On-Premise Installation Guide for Ivanti EPMM and Enterprise Connector 11.4.0.0 - 11.12.0.0

Preparing for Android Enterprise device support

This section describes the minimum network requirements for Android Enterprise devices. Android devices generally do not require you to open inbound ports on the firewall in order to function correctly. However, there are a number of outbound connections that administrators need to be aware of when setting up their network environments for Android Enterprise devices.

The list of network changes provided in the following table is not exhaustive and may change. It covers known endpoints for current and past versions of enterprise management APIs and GMS apps.

In addition to the ports listed in the following table, Android Enterprise devices require access to Ivanti EPMM.

The following table lists the requirements for Android Enterprise devices.
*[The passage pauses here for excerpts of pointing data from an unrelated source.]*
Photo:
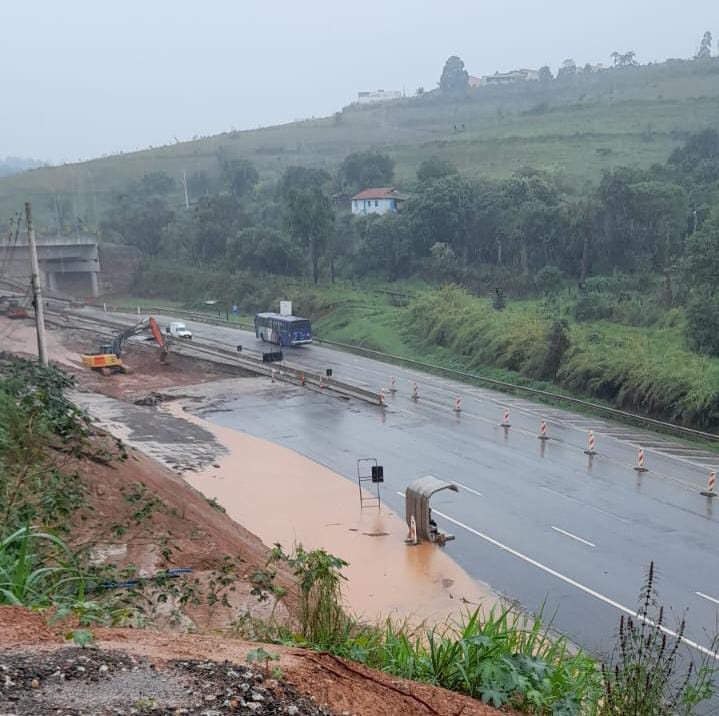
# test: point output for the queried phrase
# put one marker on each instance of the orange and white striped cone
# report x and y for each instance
(412, 536)
(505, 420)
(590, 444)
(711, 485)
(543, 430)
(640, 467)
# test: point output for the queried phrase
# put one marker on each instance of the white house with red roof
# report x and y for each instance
(382, 200)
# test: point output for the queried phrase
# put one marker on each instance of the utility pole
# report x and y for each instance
(36, 292)
(184, 183)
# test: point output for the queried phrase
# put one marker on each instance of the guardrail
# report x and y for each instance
(464, 376)
(283, 371)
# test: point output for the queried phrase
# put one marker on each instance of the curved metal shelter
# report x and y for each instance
(417, 497)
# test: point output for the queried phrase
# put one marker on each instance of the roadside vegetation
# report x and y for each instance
(503, 657)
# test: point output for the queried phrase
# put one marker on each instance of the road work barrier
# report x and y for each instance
(452, 373)
(590, 444)
(640, 466)
(711, 485)
(543, 430)
(412, 536)
(505, 419)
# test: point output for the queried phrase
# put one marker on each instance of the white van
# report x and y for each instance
(177, 329)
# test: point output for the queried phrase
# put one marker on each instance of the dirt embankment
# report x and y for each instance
(140, 513)
(151, 683)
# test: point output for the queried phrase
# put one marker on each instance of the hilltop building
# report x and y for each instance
(382, 200)
(378, 96)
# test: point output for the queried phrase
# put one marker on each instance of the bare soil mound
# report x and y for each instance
(165, 673)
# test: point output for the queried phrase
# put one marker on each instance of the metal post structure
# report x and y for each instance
(36, 291)
(369, 501)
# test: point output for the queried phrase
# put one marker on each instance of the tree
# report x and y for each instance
(263, 249)
(626, 59)
(310, 220)
(545, 74)
(141, 214)
(240, 176)
(434, 168)
(705, 47)
(361, 170)
(567, 70)
(454, 79)
(216, 219)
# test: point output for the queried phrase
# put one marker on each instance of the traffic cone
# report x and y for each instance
(505, 420)
(640, 462)
(543, 430)
(590, 444)
(711, 485)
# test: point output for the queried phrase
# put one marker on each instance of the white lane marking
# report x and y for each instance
(706, 596)
(569, 534)
(583, 504)
(577, 585)
(469, 489)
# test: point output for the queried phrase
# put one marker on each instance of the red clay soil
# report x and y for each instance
(344, 686)
(179, 528)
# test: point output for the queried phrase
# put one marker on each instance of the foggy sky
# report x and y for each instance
(81, 78)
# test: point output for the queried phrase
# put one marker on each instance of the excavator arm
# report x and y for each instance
(119, 340)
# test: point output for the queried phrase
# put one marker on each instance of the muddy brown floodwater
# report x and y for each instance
(284, 497)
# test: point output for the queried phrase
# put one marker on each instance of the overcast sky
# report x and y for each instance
(81, 78)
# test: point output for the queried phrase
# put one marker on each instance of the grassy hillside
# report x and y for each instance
(577, 127)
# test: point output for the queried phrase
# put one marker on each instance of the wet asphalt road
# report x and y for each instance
(541, 522)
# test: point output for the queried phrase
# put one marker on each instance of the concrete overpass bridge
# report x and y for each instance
(69, 265)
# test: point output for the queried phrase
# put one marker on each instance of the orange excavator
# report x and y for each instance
(109, 358)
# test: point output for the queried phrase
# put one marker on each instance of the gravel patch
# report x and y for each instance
(75, 682)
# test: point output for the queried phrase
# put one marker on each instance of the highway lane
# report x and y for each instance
(549, 502)
(537, 506)
(667, 458)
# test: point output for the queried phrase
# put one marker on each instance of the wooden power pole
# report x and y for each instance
(36, 291)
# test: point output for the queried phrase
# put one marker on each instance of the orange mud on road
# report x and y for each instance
(284, 497)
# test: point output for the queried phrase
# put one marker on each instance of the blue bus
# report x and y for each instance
(283, 330)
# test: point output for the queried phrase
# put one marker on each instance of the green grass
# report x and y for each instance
(631, 117)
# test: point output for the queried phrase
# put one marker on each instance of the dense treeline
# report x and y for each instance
(528, 233)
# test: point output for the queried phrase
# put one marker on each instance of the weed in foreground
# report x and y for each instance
(648, 675)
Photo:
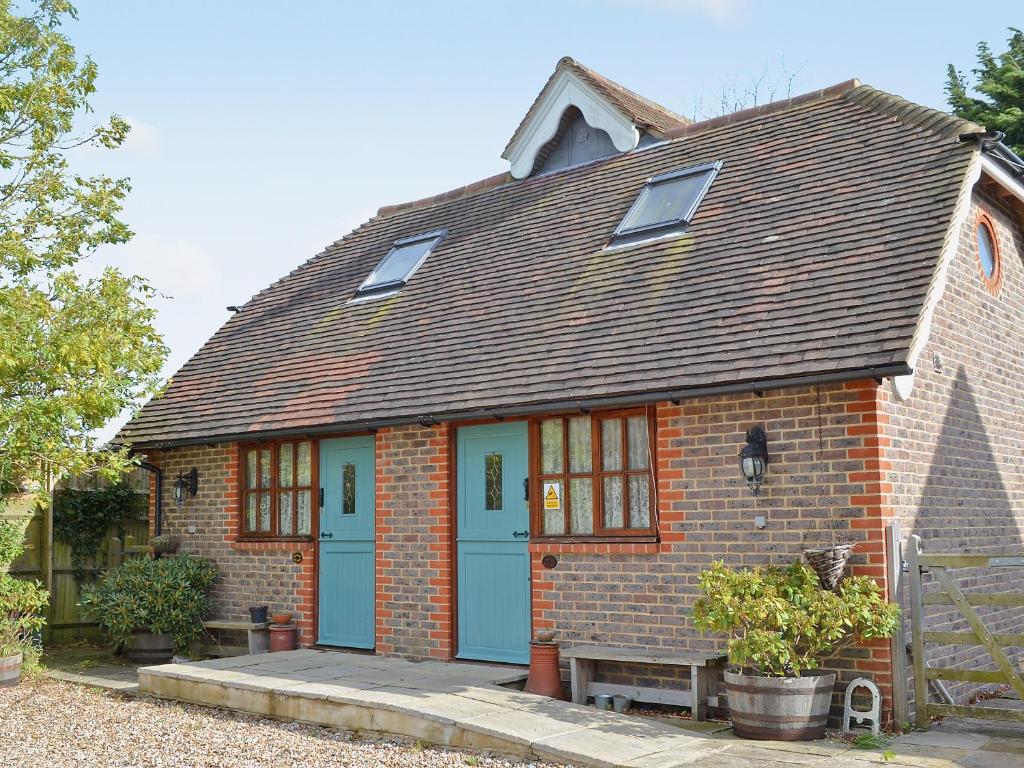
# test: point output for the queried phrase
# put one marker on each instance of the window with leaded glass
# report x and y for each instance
(276, 492)
(594, 475)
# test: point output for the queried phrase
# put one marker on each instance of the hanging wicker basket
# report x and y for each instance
(828, 562)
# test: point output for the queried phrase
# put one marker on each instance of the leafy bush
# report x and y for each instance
(780, 622)
(82, 519)
(166, 596)
(22, 602)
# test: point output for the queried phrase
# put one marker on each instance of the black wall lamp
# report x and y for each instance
(754, 459)
(186, 484)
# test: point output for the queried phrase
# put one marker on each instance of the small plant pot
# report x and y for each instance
(257, 613)
(10, 671)
(145, 647)
(544, 678)
(784, 709)
(282, 637)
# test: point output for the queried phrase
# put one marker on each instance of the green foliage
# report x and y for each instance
(74, 351)
(780, 622)
(22, 602)
(870, 740)
(11, 543)
(999, 81)
(166, 596)
(82, 519)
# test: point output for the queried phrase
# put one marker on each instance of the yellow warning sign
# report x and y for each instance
(552, 496)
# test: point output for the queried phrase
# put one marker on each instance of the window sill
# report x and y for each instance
(606, 546)
(271, 543)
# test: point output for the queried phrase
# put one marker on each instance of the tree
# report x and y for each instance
(1000, 83)
(75, 351)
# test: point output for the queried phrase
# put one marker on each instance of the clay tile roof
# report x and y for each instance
(643, 112)
(812, 253)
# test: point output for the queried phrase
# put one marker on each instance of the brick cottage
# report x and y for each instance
(519, 404)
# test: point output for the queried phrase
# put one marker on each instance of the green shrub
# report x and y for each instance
(166, 596)
(780, 622)
(22, 602)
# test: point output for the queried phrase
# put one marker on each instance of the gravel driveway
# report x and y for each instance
(52, 724)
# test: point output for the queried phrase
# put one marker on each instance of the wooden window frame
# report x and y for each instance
(275, 488)
(597, 475)
(994, 282)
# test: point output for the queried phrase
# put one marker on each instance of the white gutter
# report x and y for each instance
(1011, 183)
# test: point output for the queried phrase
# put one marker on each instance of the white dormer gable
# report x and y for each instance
(565, 89)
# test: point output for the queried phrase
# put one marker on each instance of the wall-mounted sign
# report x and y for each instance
(552, 496)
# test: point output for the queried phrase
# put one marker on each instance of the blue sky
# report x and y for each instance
(264, 131)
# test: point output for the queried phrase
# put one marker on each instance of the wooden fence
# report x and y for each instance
(49, 560)
(938, 567)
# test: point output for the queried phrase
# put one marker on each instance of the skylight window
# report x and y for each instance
(395, 268)
(667, 203)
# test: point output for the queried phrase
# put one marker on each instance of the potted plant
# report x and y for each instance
(22, 605)
(153, 608)
(781, 625)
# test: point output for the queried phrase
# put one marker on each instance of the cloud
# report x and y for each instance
(721, 10)
(143, 137)
(176, 268)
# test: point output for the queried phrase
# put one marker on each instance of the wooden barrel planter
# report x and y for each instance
(786, 709)
(145, 647)
(10, 671)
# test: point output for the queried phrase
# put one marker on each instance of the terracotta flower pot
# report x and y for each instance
(544, 678)
(283, 637)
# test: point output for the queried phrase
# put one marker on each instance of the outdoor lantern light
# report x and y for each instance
(186, 484)
(754, 459)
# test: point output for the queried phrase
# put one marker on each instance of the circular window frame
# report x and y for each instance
(993, 283)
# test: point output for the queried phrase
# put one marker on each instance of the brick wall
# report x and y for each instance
(414, 543)
(640, 595)
(250, 573)
(957, 443)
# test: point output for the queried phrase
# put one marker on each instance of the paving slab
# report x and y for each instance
(519, 726)
(604, 748)
(461, 705)
(437, 706)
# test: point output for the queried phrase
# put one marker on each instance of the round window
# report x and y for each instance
(988, 252)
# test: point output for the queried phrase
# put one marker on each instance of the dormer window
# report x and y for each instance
(399, 264)
(667, 204)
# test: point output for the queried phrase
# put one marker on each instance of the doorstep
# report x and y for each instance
(463, 706)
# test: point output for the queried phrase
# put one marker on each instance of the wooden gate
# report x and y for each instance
(938, 567)
(49, 561)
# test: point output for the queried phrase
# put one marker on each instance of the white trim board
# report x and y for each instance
(567, 90)
(949, 248)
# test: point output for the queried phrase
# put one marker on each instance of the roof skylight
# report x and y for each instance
(395, 268)
(667, 203)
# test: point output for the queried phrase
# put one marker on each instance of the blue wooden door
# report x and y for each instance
(346, 543)
(493, 535)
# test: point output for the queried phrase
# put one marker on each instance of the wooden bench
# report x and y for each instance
(704, 676)
(259, 634)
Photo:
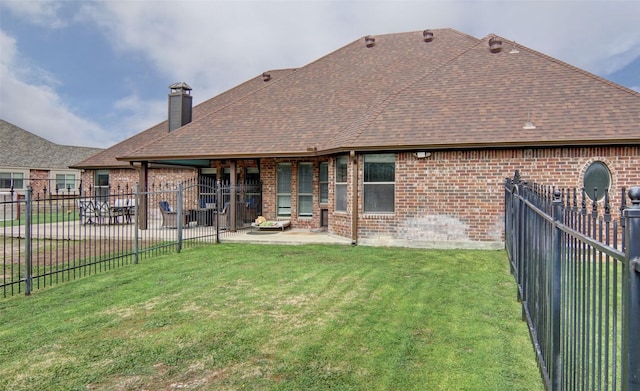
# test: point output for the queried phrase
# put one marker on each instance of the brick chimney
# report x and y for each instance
(180, 103)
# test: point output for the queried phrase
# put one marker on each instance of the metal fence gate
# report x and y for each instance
(578, 275)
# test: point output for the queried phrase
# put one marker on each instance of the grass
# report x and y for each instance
(268, 317)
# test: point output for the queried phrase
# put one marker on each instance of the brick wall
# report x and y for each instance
(455, 198)
(449, 199)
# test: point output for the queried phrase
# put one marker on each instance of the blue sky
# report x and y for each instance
(93, 73)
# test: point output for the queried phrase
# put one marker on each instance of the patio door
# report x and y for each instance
(283, 195)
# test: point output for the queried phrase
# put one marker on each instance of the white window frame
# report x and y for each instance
(323, 183)
(372, 186)
(12, 172)
(283, 199)
(53, 175)
(341, 184)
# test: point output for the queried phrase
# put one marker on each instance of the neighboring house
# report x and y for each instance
(403, 139)
(30, 160)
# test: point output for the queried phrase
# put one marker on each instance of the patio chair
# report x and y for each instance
(107, 213)
(170, 216)
(86, 211)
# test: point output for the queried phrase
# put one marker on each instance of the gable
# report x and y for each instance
(24, 149)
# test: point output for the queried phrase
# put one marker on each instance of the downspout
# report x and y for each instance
(354, 201)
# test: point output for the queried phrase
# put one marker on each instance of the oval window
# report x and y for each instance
(597, 178)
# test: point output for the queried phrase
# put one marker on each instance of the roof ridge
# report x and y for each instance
(563, 63)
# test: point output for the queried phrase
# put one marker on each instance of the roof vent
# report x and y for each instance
(528, 125)
(495, 44)
(180, 104)
(369, 41)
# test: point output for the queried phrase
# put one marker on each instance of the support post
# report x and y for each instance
(556, 267)
(631, 296)
(142, 201)
(28, 280)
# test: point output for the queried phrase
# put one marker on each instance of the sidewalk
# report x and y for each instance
(289, 236)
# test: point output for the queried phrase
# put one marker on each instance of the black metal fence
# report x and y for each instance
(578, 275)
(47, 239)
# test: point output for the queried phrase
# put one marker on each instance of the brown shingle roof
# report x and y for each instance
(405, 93)
(483, 99)
(315, 104)
(107, 158)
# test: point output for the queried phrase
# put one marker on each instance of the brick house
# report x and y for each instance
(402, 139)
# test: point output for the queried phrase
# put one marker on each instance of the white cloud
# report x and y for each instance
(40, 12)
(215, 45)
(36, 107)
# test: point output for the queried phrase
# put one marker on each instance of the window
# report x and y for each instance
(324, 183)
(13, 180)
(305, 189)
(252, 175)
(283, 193)
(379, 183)
(65, 182)
(597, 179)
(341, 184)
(102, 183)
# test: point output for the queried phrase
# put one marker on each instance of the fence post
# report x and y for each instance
(179, 217)
(136, 225)
(631, 298)
(556, 365)
(28, 280)
(219, 207)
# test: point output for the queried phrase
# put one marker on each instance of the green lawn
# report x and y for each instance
(267, 317)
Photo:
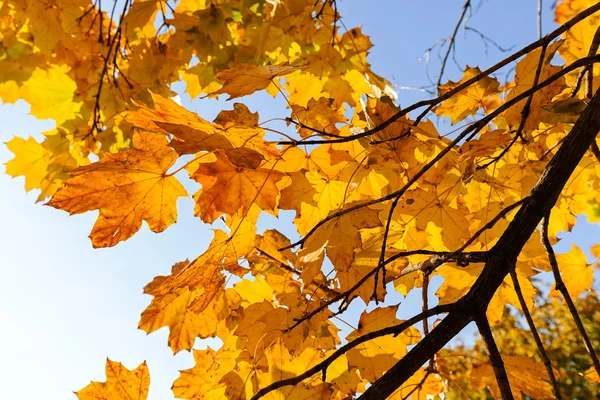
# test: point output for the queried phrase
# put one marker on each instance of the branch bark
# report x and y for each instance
(504, 254)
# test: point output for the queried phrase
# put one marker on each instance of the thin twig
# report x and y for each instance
(434, 102)
(588, 70)
(424, 308)
(560, 286)
(535, 334)
(495, 357)
(419, 385)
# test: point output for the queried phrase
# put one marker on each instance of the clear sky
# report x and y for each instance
(66, 307)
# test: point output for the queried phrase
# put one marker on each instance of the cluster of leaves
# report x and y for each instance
(382, 201)
(564, 347)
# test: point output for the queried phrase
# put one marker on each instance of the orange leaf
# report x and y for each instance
(128, 187)
(244, 79)
(121, 384)
(228, 189)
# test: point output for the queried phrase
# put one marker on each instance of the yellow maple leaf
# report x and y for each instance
(31, 161)
(524, 375)
(245, 79)
(121, 384)
(202, 381)
(51, 94)
(576, 273)
(420, 386)
(469, 100)
(229, 189)
(126, 187)
(525, 74)
(374, 357)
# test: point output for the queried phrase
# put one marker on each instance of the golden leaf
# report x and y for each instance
(229, 189)
(466, 102)
(127, 188)
(524, 375)
(121, 384)
(244, 79)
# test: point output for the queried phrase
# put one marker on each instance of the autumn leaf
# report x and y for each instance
(121, 384)
(376, 356)
(524, 375)
(466, 102)
(576, 273)
(244, 79)
(229, 189)
(51, 93)
(129, 187)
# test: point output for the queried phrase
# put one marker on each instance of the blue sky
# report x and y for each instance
(66, 307)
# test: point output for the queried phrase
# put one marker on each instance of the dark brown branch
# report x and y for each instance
(424, 308)
(539, 14)
(427, 266)
(495, 357)
(560, 286)
(503, 256)
(323, 365)
(471, 130)
(346, 296)
(596, 151)
(536, 335)
(524, 112)
(286, 267)
(419, 385)
(430, 104)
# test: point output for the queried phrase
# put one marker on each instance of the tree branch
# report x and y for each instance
(536, 335)
(323, 365)
(434, 102)
(560, 286)
(495, 357)
(504, 254)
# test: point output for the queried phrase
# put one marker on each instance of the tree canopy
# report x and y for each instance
(384, 200)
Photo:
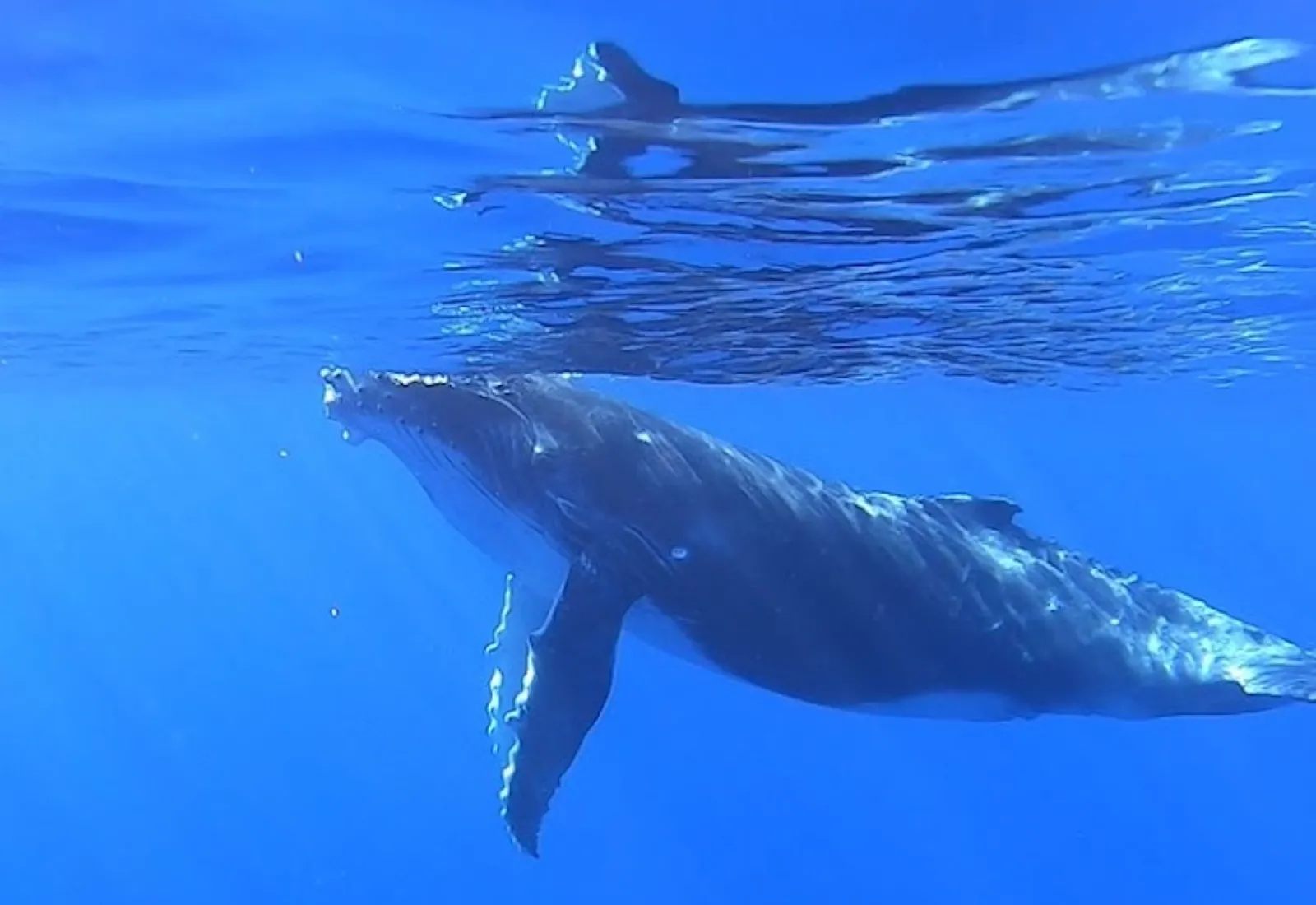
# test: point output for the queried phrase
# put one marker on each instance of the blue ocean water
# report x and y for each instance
(241, 661)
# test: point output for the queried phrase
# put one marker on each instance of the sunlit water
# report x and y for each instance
(1138, 220)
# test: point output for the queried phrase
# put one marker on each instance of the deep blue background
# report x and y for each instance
(182, 720)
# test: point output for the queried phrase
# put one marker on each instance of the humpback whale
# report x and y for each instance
(616, 520)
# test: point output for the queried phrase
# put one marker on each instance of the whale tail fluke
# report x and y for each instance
(1289, 675)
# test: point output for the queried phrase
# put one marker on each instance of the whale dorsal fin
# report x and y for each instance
(994, 512)
(566, 685)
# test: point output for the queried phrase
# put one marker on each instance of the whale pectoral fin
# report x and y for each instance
(566, 685)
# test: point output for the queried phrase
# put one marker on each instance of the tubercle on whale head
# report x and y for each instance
(474, 416)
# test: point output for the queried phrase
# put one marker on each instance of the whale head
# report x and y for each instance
(506, 461)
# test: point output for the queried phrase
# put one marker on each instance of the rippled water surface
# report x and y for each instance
(1140, 219)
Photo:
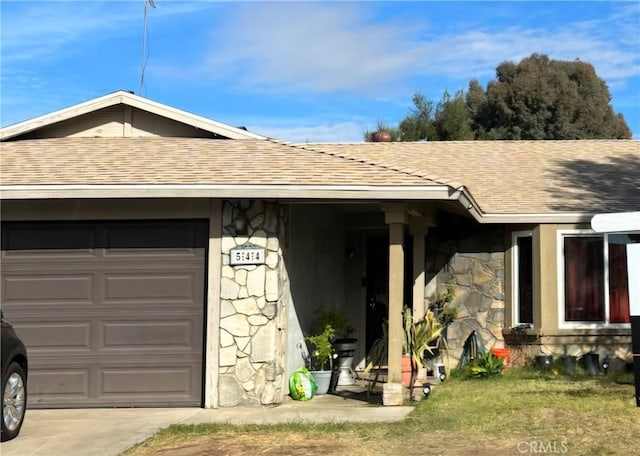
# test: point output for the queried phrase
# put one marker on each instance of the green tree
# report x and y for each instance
(418, 125)
(541, 98)
(452, 121)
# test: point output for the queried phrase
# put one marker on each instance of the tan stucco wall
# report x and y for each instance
(117, 121)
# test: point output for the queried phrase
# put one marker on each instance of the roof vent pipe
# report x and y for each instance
(381, 136)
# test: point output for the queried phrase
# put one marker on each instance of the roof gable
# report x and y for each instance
(122, 114)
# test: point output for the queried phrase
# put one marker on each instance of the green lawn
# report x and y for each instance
(523, 412)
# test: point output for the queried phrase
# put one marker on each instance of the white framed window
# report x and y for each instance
(593, 287)
(522, 277)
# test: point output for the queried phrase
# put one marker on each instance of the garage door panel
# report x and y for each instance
(158, 236)
(38, 287)
(151, 334)
(56, 383)
(112, 328)
(150, 286)
(57, 336)
(148, 380)
(39, 239)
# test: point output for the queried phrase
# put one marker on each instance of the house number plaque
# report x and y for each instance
(247, 253)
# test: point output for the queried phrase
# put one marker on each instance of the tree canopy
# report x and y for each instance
(537, 98)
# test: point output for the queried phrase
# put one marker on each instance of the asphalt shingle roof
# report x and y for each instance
(502, 176)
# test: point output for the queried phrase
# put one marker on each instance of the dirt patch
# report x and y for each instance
(233, 445)
(285, 444)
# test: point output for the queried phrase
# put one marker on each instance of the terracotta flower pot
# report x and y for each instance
(406, 370)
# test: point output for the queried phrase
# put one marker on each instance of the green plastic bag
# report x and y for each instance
(302, 385)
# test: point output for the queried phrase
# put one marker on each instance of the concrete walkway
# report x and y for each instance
(108, 432)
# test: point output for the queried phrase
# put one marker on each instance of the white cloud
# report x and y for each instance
(43, 30)
(316, 47)
(324, 132)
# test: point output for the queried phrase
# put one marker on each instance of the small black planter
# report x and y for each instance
(544, 362)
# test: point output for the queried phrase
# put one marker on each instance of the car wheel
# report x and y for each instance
(14, 400)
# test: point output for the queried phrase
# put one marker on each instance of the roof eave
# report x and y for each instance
(126, 98)
(429, 192)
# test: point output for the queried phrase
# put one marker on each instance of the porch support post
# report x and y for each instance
(396, 219)
(419, 227)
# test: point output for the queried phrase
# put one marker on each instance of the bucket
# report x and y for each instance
(569, 364)
(544, 362)
(503, 354)
(591, 363)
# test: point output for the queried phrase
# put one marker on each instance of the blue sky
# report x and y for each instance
(300, 71)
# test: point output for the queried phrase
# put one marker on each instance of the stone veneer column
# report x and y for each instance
(253, 308)
(396, 219)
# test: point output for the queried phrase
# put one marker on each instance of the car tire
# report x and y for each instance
(14, 400)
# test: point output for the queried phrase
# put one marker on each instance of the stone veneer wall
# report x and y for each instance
(469, 257)
(254, 300)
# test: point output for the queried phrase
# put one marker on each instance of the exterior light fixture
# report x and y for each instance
(240, 223)
(426, 390)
**Table 12.** Requirements for Android Enterprise devices
Destination Host	Ports	Purpose
play.google.com android.com google-analytics.com googleusercontent.com gstatic.com .gvt1.com ggpht.com dl.google.com android.clients.google.com	TCP/443 TCP, UDP/5228-5230	Google Play and updates (APKs, app logos, etc.) gstatic.com, googleusercontent.com -- contains User Generated Content (for example, app icons in the store) .gvt1.com, .ggpht, dl.google.com,android.clients.google.com --Download apps and updates, PlayStore APIs
*googleapis.com	TCP/443	Ivanti EPMM Unified Endpoint Management (UEM)/Google APIs/PlayStore APIs
accounts.google.com	TCP/443	Authentication
gcm-http.googleapis.com gcm-xmpp.googleapis.com android.googleapis.com	TCP/443, 5228-5230, 5235, 5236	Google Cloud Messaging (for example, UEM Console <-> DPC communication, like pushing configs)
fcm.googleapis.com fcm-xmpp.googleapis.com	TCP/443, 5228-5230	Firebase Cloud Messaging (for example, Find My Device, UEM Console <-> DPC communication, like pushing configs)
pki.google.com clients1.google.com	TCP/443	Certificate Revocation
clients[2...6].google.com	TCP/443	Domains shared by various Google backend services such as crash reporting, Chrome Bookmark Sync, time sync (tlsdate), and many others

Google does not provide specific IPs, so you should allow your firewall to accept outgoing connections to all IP addresses contained in the IP blocks listed in Google's ASN of 15169 listed here https://bgp.he.net/AS15169#_prefixes.

Note that IPs of Google peers and edge nodes are not listed in the AS15169 blocks. See peering.google.com for more information about Google’s Edge Network.

See External and Internet rules for firewall rules required for external and internet access for Ivanti EPMM appliances and Ivanti Sentry appliances.